Of course, if you have found a bug in CVX, we want to hear about it; see our support page for information on submitting bug reports. CVX is on a rapid-release cycle, so a reported bug can be often fixed and made available to users in just a few short days.
But in fact, bug reports represent only a fraction of our total support effort. Most of our time is spent helping people to become effective users of CVX. Sometimes, this involves answering a usage question that is frequently asked, but not readily included in standard documentation. In other cases, it involves offering advice on how to implement a particular model found in a paper or application.

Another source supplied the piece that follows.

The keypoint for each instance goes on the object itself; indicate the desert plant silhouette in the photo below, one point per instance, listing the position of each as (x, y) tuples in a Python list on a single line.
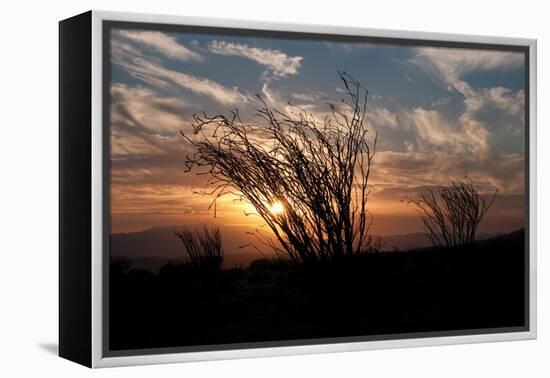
[(203, 246), (307, 179), (452, 216)]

If only we were experts in the myriad applications in which that CVX has been applied. Alas, we are not; but our users are! It is clear to us that what is needed is an online knowledgebase and a community-driven Q&A forum—a place where the valuable experience of our large user community can be collected, organized, and shared.
That is the purpose of our new creation, the CVX Forum.
If you have visited sites such as Stack Overflow or OR Exchange, then the CVX Forum should look very familiar. Sites such as these have proven to be extremely successful at providing community-based support on a variety of topics. Through a novel voting system, the site self-organizes so that common questions and their most helpful answers are easy to find, creating a rich knowledgebase that no user manual can match. The CVX Forum will be a great place to discuss (and vote upon!) feature requests as well.
We encourage all CVX users to join us at the CVX Forum and join in a communal effort to improve the state of disciplined convex programming. Frankly, some of our users are better qualified to answer some of the questions we receive than we are! We hope you will prove us right.